The six biomes are: Barren, Desert, Ice, Jungle, Ocean, and Volcanic. Each is equally likely at planet generation. Future versions may attach gameplay meaning to biomes; for now, pick whichever world calls to you.
Colonization
You begin with one planet — your homeworld. Colonizing additional planets expands your resource base and increases your empire score.
The Colonizer Ship
Colonizing requires the Colonizer ship (requires Shipyard level 3 and SHIP_COLONIZER research). The ship carries everything a new colony needs to bootstrap. It is consumed on arrival — one Colonizer per colonization mission, no exceptions. See Ships and Shipyard.
Planet Cap
You may own at most a fixed number of planets — homeworld plus a limited number of colonies. This is a hard server limit.
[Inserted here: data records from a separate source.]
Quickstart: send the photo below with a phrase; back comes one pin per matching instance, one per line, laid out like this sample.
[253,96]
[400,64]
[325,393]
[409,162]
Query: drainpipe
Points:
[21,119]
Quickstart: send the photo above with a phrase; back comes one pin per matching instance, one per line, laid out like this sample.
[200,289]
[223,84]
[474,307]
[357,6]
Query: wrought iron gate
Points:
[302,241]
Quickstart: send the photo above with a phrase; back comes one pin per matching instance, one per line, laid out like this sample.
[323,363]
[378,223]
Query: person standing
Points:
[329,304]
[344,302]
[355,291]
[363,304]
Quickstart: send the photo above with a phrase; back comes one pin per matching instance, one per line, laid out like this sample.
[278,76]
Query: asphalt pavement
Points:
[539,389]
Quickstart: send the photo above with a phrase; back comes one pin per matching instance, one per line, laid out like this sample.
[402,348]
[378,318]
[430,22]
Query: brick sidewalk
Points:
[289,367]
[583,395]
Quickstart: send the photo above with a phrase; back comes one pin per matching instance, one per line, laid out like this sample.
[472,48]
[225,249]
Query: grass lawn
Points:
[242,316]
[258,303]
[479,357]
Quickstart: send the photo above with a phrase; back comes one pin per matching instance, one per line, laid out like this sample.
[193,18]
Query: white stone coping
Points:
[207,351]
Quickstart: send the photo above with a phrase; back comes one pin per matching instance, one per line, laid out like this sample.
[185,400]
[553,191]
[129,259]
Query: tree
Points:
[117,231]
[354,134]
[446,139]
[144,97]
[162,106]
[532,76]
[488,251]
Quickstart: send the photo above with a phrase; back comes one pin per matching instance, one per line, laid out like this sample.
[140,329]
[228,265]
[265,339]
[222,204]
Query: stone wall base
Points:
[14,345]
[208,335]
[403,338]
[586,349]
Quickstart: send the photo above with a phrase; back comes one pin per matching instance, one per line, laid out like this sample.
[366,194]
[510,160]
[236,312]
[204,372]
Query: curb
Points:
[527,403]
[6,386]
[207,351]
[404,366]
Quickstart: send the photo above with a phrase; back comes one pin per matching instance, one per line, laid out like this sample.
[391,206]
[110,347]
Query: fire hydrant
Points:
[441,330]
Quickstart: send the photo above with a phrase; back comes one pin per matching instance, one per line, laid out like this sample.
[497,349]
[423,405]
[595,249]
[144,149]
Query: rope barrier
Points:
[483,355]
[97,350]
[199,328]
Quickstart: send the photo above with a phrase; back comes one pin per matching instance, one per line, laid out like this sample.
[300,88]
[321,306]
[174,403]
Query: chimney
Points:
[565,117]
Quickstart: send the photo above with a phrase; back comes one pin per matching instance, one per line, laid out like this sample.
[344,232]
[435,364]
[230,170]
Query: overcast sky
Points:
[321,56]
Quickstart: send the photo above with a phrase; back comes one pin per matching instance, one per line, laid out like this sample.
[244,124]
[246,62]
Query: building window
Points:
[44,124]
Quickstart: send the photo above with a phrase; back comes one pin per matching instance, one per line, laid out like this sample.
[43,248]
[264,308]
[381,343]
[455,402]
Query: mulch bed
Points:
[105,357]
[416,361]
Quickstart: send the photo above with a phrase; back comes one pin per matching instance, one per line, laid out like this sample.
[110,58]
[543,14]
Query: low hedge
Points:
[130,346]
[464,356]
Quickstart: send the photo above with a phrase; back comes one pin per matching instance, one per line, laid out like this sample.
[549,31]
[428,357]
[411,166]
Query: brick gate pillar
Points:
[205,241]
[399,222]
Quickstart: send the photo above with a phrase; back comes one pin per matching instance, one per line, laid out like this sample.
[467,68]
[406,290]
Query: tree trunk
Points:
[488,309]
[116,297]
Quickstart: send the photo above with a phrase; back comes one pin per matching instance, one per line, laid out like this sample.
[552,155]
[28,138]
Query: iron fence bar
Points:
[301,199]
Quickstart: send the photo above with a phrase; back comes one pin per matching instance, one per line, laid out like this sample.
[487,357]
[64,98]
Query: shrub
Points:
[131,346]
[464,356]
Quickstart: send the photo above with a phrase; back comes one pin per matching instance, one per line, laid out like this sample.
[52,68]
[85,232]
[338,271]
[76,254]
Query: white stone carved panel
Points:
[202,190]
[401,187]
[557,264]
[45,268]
Once you reach the cap, colonization missions are rejected until you abandon a colony or are raided into submission on one.
Starting Conditions on a New Colony
When a Colonizer lands, the new colony is initialized with:
- A small baseline DROID workforce
- Any idle DROIDs on the source planet ride along as Colonizer cargo and are added on top, up to the new planet's hard cap
- No buildings, no resources — the new colony starts bare
This means your first action after colonization should be to:
- Ship resources from an established planet
- Build Metal Mine and Carbon Mine immediately
- Assign your starter DROIDs to the mines
Choosing Where to Colonize
Target an empty coordinate (no planet already exists there). The game enforces a minimum planet separation. You cannot colonize coordinates that are occupied or inside the Black Hole exclusion zone.
Colonizing near your existing planets shortens supply lines and radar coverage. Colonizing deeper into the galaxy opens access to asteroid fields and strategic positioning, but lengthens every supply run.
Colonizer Cargo
Whatever the source planet's idle DROIDs total, they ride with the Colonizer (each DROID consumes a fixed amount of the Colonizer's cargo hold). If you want to give the new colony a large DROID workforce from the start, build up DROIDs on the source planet and send them all. They cannot exceed the new planet's size cap on arrival, so plan accordingly.